The ~/.pi/agent/models.json file defines every model provider Pi can connect to. Each entry under providers is an independently configured backend. You can define multiple providers and switch between them at runtime using /model.

  • providers (object, required) — Top-level map of named provider configurations. The key (e.g. crusoe) is an arbitrary label used internally by Pi.
  • baseUrl (string, required) — Base URL of the OpenAI-compatible API endpoint. For Crusoe: https://api.inference.crusoecloud.com/v1. Must end with /v1 — no trailing slash.
  • api (string, required) — API protocol. Set to openai-completions for any OpenAI-compatible endpoint including Crusoe Managed Inference.
  • apiKey (string, required) — Authentication token sent as a Bearer header with every request. For Crusoe, this is the API key generated in Intelligence Foundry. Can be left empty if credentials are managed via /login and auth.json.
  • models (array, required) — List of models to expose from this provider. Each entry requires an id and an input array.
  • models[].id (string, required) — The model name sent verbatim to the API as the model parameter. Must match the exact identifier used by your Crusoe Managed Inference endpoint (verify with the curl command in Step 4). Pi imposes no format of its own — values like openai/gpt-oss-120b are whatever Crusoe's API expects.

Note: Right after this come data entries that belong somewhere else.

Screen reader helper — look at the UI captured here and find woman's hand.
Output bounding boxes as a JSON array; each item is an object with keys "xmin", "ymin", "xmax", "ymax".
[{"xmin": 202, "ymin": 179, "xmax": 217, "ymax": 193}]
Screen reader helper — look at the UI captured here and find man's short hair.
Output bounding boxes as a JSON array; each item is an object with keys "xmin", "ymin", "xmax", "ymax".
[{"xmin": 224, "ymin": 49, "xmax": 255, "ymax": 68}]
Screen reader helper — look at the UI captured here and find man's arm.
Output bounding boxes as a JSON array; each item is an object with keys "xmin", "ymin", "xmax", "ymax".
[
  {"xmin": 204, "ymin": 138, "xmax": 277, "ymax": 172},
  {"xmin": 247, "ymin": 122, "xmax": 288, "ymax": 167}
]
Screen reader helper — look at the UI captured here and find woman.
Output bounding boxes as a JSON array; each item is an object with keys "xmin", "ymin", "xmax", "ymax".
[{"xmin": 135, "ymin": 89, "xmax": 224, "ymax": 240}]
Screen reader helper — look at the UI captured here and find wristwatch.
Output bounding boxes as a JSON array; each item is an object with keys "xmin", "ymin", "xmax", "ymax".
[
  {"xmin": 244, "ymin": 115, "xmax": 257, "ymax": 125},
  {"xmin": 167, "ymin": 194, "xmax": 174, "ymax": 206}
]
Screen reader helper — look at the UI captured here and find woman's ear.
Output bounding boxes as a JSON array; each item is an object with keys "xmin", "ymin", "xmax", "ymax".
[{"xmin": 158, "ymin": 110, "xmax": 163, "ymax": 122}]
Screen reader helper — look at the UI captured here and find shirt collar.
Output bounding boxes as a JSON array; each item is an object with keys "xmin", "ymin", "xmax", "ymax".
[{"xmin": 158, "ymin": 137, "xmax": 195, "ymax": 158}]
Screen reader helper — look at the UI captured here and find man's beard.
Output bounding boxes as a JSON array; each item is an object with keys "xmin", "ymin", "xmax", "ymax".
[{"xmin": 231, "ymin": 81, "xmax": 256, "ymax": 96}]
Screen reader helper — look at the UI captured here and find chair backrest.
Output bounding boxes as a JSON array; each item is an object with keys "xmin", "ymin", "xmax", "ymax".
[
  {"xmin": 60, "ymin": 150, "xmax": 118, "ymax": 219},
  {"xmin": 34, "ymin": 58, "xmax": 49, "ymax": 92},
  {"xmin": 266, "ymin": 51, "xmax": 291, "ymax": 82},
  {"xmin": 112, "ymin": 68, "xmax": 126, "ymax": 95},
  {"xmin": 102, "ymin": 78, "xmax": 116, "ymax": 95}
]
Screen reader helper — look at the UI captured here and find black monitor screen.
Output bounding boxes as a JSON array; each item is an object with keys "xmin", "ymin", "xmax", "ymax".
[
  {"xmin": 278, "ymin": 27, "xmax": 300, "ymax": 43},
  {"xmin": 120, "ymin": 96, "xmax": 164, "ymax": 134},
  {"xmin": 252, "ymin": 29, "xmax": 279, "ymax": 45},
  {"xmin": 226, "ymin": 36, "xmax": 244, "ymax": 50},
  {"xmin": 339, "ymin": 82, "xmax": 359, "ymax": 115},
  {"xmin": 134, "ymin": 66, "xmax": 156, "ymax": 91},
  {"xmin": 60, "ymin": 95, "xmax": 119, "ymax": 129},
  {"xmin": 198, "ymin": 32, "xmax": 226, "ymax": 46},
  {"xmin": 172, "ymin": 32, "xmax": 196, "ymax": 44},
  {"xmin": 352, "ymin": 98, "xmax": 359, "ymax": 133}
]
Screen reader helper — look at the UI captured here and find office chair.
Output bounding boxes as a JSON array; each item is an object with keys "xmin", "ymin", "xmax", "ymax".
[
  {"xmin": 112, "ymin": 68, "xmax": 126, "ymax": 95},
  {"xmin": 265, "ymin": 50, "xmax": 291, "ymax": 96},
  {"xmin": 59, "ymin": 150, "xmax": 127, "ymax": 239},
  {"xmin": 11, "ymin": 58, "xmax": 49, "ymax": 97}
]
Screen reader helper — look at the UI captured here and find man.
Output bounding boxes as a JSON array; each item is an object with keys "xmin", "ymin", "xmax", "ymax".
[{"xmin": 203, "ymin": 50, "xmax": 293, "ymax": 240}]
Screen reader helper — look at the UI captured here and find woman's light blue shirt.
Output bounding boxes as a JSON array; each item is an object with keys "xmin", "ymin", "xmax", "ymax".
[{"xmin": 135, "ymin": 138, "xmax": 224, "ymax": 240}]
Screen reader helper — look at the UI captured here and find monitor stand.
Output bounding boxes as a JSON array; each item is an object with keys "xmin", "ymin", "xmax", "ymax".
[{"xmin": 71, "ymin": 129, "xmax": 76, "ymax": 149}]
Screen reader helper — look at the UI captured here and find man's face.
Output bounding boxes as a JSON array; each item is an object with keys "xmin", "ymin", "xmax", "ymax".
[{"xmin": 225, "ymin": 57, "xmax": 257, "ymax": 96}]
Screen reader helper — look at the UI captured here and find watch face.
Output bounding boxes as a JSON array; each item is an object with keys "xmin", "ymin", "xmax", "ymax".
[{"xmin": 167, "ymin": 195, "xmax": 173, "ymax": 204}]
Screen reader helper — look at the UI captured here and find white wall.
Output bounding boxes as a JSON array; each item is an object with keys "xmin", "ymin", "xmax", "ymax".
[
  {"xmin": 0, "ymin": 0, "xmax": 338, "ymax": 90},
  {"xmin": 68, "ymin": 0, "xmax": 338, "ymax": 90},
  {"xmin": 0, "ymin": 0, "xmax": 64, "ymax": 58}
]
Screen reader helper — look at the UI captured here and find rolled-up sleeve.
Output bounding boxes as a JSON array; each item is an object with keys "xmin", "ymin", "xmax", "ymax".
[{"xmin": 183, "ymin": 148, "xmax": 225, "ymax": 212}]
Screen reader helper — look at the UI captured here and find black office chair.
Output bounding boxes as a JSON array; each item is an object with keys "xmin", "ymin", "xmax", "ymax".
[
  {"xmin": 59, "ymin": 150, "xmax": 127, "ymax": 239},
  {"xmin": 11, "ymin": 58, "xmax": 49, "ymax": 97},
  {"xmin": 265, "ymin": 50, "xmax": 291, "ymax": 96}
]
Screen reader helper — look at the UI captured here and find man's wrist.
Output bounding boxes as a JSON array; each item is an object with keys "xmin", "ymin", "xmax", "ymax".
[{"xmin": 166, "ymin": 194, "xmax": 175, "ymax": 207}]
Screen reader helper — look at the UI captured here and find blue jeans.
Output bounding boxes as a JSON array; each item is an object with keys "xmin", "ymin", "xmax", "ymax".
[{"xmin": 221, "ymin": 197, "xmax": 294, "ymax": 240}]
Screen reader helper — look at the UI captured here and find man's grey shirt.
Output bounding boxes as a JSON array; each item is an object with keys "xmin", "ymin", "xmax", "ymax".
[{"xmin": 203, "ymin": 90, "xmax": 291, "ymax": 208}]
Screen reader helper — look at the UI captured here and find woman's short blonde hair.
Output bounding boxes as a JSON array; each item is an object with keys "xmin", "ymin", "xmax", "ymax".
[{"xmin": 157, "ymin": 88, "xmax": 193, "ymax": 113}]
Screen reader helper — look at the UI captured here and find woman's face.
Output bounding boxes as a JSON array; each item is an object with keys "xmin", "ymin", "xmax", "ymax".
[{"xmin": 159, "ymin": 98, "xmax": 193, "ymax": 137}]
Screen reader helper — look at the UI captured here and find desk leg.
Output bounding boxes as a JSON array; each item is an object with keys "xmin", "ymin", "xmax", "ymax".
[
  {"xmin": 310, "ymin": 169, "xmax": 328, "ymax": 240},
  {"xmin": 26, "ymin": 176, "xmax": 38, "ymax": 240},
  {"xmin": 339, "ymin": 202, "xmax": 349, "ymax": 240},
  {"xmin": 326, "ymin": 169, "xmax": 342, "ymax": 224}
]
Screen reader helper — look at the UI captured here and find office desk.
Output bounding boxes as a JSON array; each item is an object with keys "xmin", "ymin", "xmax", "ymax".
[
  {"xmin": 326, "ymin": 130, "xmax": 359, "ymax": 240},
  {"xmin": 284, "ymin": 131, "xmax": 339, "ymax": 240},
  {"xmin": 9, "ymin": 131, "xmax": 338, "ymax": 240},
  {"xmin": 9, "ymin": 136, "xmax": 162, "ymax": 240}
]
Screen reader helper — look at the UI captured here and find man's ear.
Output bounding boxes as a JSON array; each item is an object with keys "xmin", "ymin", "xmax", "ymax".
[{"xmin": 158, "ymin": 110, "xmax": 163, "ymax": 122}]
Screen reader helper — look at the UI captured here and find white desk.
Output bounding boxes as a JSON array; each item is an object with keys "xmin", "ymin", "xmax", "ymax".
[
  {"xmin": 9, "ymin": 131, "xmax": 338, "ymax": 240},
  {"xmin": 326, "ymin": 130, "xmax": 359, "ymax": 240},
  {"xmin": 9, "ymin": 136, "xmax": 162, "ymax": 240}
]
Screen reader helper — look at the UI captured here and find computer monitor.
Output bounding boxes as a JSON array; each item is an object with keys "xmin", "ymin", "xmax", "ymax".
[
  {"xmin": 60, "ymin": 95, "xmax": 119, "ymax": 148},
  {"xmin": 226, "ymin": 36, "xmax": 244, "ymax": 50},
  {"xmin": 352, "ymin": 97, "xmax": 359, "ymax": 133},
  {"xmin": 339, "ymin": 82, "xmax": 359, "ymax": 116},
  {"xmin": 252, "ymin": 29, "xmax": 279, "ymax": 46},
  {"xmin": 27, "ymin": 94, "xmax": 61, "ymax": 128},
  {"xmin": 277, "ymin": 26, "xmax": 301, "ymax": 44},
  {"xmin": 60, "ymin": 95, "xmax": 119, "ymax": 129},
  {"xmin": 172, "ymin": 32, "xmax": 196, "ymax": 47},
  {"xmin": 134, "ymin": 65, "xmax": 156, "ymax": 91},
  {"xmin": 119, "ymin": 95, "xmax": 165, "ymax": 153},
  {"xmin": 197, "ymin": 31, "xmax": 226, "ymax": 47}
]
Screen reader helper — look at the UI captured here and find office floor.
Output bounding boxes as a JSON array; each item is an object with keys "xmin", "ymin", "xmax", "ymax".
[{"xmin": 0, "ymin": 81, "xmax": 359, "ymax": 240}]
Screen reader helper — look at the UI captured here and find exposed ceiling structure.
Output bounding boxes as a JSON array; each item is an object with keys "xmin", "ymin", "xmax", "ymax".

  • models[].input (array, required) — Supported input modalities. Use ["text"] for text-only models or ["text", "image"] for multimodal models.

Troubleshooting

Problem Fix
401 authentication error Run echo $CRUSOE_API_KEY to confirm the variable is set. Verify the key in models.json matches what was issued in the Console. If using /login, check that ~/.pi/agent/auth.json exists and was written successfully.
Model not found / 404 Confirm the id field matches the exact model identifier in your Managed Inference account. Use the curl command in Step 4 to list available model IDs.

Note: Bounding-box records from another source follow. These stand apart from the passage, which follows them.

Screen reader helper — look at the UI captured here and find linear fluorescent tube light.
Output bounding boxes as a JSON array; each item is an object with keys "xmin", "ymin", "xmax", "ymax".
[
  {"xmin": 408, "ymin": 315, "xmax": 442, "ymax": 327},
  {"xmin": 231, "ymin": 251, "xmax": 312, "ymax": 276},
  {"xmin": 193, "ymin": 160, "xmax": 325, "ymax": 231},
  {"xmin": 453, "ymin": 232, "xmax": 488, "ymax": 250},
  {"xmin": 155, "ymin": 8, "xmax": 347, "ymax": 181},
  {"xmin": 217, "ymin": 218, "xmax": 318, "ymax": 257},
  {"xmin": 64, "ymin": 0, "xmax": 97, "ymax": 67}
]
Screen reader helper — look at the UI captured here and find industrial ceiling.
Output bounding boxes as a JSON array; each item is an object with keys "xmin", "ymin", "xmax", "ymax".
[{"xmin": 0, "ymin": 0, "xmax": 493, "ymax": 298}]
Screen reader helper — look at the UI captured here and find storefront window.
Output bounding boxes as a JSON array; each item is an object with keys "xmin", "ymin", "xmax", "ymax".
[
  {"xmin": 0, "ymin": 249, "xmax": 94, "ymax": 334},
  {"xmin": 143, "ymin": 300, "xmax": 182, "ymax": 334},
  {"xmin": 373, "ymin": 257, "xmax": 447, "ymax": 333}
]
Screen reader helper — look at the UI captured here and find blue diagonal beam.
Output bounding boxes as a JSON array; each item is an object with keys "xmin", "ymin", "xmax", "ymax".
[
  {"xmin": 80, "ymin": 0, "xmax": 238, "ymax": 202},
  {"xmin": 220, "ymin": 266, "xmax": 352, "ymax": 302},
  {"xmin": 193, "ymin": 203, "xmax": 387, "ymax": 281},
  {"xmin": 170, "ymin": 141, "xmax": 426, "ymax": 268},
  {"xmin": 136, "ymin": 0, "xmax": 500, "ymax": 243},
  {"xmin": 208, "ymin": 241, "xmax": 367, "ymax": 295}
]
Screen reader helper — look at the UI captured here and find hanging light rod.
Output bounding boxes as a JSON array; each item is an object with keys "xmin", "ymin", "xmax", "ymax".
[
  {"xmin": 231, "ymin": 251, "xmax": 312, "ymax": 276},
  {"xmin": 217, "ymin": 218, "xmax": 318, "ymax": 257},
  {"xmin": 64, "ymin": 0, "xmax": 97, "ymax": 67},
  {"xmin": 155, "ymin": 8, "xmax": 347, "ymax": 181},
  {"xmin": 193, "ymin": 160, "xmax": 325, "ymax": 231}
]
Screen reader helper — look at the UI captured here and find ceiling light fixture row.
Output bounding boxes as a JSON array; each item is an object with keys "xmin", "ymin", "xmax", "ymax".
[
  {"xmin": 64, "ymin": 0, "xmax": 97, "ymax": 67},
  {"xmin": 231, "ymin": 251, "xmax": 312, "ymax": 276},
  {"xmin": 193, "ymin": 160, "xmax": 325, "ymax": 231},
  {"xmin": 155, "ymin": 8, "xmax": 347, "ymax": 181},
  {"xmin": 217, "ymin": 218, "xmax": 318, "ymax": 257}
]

Connection refused or timeout Confirm baseUrl ends with /v1 with no trailing slash. Test connectivity with: curl https://api.inference.crusoecloud.com/v1/models -H "Authorization: Bearer $CRUSOE_API_KEY"
pi command not found Ensure the npm global bin directory is in your PATH. Run npm root -g to find the global modules directory, then add the corresponding bin to your shell profile (e.g. export PATH="$(npm root -g)/../bin:$PATH").
Model doesn't appear in /model list Confirm ~/.pi/agent/models.json is valid JSON and saved at the correct path. Restart Pi after any config changes.
/login credentials not persisting Re-run /login inside Pi, select Use an API key, and re-enter your key. Check that ~/.pi/agent/auth.json exists and is readable (ls -la ~/.pi/agent/).
Auth works but uses the wrong/old key auth.json takes precedence over the apiKey in models.json. If you have a stale key from a previous /login, delete ~/.pi/agent/auth.json (or re-run /login with the correct key) so the intended credential is used.